10.10 Focal stacks and depth of field extension⧉
A single photograph can only be sharp over a limited slab of depth. The optics chapter made this precise: only scene points whose blur disc stays inside an acceptable circle of confusion count as in focus, and that acceptable band — the depth of field — is set by the aperture, the focal length, and the focusing distance. Stop the lens down and the band widens, but you pay twice for it: a smaller aperture lets in less light (more noise) and eventually runs into the diffraction limit, at which point sharpness falls again. So there is a floor.

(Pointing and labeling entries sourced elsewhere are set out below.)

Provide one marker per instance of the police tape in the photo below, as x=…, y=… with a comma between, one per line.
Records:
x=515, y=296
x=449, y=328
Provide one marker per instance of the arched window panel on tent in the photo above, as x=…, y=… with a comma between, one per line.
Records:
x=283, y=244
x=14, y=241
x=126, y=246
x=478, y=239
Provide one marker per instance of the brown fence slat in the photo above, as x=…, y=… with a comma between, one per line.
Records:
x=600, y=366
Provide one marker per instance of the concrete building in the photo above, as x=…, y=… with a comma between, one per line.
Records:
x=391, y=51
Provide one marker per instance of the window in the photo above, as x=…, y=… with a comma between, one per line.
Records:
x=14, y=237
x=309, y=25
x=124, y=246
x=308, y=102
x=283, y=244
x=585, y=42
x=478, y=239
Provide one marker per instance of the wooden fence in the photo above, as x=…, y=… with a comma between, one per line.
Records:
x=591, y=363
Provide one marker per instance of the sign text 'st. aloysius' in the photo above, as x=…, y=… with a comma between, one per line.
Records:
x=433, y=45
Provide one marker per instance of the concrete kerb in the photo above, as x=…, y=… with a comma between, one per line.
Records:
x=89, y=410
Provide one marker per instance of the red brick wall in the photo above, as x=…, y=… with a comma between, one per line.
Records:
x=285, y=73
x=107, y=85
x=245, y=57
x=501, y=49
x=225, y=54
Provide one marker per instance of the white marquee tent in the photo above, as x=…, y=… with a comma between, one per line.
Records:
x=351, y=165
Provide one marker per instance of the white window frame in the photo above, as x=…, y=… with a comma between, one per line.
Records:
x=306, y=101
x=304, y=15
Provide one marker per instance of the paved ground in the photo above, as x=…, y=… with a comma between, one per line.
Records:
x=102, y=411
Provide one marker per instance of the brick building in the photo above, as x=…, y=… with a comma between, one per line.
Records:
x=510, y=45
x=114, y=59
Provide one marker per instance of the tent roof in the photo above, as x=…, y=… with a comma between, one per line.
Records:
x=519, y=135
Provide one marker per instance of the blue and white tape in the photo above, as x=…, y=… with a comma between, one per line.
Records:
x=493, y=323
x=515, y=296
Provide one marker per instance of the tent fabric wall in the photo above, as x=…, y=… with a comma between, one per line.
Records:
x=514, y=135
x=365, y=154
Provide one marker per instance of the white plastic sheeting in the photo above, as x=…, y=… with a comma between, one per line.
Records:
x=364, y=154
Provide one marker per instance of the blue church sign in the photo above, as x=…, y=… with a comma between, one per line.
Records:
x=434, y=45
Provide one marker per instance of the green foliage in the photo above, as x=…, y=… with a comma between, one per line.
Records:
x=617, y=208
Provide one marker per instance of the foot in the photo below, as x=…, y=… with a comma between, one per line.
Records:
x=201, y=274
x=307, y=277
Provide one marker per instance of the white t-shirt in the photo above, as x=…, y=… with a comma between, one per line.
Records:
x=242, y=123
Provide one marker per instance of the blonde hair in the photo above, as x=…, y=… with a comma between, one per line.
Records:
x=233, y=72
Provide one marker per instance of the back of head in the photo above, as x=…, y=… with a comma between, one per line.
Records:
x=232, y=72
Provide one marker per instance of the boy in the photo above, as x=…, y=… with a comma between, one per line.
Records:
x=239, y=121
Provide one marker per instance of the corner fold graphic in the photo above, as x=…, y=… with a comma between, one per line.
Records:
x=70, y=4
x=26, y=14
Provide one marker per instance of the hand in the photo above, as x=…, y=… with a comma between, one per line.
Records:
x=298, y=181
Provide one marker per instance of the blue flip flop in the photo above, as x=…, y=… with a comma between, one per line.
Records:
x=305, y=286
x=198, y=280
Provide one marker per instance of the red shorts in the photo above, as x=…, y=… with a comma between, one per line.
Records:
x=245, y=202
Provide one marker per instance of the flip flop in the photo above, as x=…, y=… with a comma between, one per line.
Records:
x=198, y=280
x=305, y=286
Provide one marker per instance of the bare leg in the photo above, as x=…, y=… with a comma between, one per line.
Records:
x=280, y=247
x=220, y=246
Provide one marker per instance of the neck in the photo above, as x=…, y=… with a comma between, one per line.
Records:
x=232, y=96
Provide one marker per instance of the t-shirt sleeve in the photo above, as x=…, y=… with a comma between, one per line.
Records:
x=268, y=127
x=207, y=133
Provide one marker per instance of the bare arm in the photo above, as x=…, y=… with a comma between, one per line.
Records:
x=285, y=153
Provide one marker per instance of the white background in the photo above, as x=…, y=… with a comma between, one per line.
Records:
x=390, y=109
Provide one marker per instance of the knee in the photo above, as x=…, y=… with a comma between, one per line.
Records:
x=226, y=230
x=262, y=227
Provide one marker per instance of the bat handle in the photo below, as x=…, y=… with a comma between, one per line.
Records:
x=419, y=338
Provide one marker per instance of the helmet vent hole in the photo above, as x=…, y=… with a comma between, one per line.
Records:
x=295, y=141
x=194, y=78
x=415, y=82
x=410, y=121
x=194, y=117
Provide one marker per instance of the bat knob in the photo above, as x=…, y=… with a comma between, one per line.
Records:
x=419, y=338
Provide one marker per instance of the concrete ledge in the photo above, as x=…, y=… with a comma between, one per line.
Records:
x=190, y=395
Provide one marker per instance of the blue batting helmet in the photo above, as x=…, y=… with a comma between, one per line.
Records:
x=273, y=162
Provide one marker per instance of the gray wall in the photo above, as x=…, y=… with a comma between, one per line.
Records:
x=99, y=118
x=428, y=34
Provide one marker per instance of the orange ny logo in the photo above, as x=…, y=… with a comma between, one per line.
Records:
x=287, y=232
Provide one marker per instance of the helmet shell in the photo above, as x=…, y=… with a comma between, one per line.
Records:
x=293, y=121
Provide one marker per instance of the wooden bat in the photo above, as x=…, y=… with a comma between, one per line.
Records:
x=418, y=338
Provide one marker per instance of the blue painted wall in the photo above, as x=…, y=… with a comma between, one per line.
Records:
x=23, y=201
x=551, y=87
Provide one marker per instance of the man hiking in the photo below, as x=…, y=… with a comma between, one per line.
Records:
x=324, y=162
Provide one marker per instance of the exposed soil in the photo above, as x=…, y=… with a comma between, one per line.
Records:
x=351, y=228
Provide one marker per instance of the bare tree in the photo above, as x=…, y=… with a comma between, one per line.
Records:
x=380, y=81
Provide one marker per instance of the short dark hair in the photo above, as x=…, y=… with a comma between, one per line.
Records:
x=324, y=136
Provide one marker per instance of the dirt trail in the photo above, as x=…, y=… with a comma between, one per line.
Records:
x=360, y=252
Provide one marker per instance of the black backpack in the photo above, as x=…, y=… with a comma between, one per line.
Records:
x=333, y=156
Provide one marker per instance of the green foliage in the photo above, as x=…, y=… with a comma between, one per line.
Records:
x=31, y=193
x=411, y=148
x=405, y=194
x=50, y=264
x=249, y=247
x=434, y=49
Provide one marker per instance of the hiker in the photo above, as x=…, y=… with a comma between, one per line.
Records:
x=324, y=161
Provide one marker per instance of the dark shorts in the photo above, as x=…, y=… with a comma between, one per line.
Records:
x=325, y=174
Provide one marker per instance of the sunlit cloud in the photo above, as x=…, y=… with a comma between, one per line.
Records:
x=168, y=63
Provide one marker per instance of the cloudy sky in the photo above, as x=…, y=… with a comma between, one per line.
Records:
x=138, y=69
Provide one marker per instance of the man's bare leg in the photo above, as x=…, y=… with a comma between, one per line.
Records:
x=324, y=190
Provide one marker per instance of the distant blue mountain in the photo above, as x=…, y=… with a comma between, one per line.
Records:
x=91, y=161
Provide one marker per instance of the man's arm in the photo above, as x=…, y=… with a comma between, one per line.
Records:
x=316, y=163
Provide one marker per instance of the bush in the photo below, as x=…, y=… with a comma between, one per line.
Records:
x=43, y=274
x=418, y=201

In macro photography, microscopy, product and jewelry shots, or a landscape that wants both a near rock and a far peak crisp, even the smallest usable aperture cannot hold the whole scene in focus at once. These are exactly the cases the optics chapter flagged as unwinnable in a single exposure.
The escape is not to push the optics harder but to change axis. Instead of committing to one focus distance at the instant of exposure, capture a stack of frames focused at different distances, and merge them, keeping each output pixel from the frame in which that scene point is sharpest. As the focus sweeps front to back, the thin in-focus slab marches through depth, so every surface in the scene is sharp in some frame. Stitch the sharp pieces together and you get an all-in-focus (extended depth-of-field) image that no single exposure could have taken.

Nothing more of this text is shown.